3 min read

Last week, the team at Facebook AI Research announced that they are open sourcing  PyText NLP framework. PyText, a deep-learning based NLP modeling framework, is built on PyTorch. Facebook is outsourcing some of the conversational AI techs for powering the Portal video chat display and M suggestions on Facebook Messenger.

How is PyText useful for Facebook

The PyText framework is used for tasks like document classification, semantic parsing, sequence tagging and multitask modeling. This framework easily fits into research and production workflows and emphasizes on robustness and low-latency to meet Facebook’s real-time NLP needs.

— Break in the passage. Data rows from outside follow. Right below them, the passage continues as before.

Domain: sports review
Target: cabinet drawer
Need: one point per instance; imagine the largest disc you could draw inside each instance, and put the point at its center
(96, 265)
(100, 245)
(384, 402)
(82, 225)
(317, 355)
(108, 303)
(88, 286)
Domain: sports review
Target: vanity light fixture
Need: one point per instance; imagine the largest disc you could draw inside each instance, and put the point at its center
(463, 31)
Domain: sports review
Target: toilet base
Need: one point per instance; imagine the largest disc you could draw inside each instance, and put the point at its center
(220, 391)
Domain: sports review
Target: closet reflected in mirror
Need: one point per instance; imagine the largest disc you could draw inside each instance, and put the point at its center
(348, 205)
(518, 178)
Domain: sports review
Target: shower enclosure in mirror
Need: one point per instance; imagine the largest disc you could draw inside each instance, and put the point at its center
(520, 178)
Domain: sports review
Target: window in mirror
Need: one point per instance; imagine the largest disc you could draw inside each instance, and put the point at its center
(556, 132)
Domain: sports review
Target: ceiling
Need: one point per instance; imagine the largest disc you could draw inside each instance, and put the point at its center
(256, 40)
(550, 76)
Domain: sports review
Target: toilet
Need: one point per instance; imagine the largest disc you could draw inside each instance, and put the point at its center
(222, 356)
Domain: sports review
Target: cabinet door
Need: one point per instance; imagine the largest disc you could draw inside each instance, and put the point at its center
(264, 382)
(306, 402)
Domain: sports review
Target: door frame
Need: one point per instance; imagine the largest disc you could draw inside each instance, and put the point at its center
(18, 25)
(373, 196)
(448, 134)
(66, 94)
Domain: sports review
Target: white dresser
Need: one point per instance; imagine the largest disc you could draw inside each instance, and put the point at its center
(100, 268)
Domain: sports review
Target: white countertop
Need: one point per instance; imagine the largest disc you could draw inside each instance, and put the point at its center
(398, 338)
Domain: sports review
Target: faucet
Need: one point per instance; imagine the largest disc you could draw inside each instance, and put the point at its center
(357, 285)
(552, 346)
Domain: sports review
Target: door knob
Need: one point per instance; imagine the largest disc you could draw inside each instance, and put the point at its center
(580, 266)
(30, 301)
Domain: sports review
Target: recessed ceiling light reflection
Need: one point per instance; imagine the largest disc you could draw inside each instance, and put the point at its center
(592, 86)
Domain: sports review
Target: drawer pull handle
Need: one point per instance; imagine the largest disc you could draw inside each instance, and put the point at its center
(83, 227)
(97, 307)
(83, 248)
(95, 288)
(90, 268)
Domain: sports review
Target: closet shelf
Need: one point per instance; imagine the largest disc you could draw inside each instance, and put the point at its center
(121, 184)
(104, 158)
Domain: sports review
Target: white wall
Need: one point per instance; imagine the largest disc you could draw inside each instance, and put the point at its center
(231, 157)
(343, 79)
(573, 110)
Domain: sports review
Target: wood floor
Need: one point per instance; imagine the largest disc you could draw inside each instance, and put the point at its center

PyText is also responsible for models powering more than a billion daily predictions at Facebook. This framework addresses the conflicting requirements of enabling rapid experimentation and serving models at scale by providing simple interfaces and abstractions for model components. It uses PyTorch’s capabilities of exporting models for inference through optimized Caffe2 execution engine.

Features of PyText

  • PyText features production-ready models for various NLP/NLU tasks such as text classifiers, sequence taggers, etc.
  • PyText comes with a distributed-training support, built on the new C10d backend in PyTorch 1.0.
  • It comes with training support and also features extensible components that help in creating new models and tasks.
  • The framework’s modularity, allows it to create new pipelines from scratch and modify the existing workflows.
  • It comes with a simplified workflow for faster experimentation.
  • It gives an access to a rich set of prebuilt model architectures for text processing and vocabulary management.
  • Serve as an end-to-end platform for developers.
  • Its modular structure helps engineers to incorporate individual components into existing systems.
  • Added support for string tensors to work efficiently with text in both training and inference.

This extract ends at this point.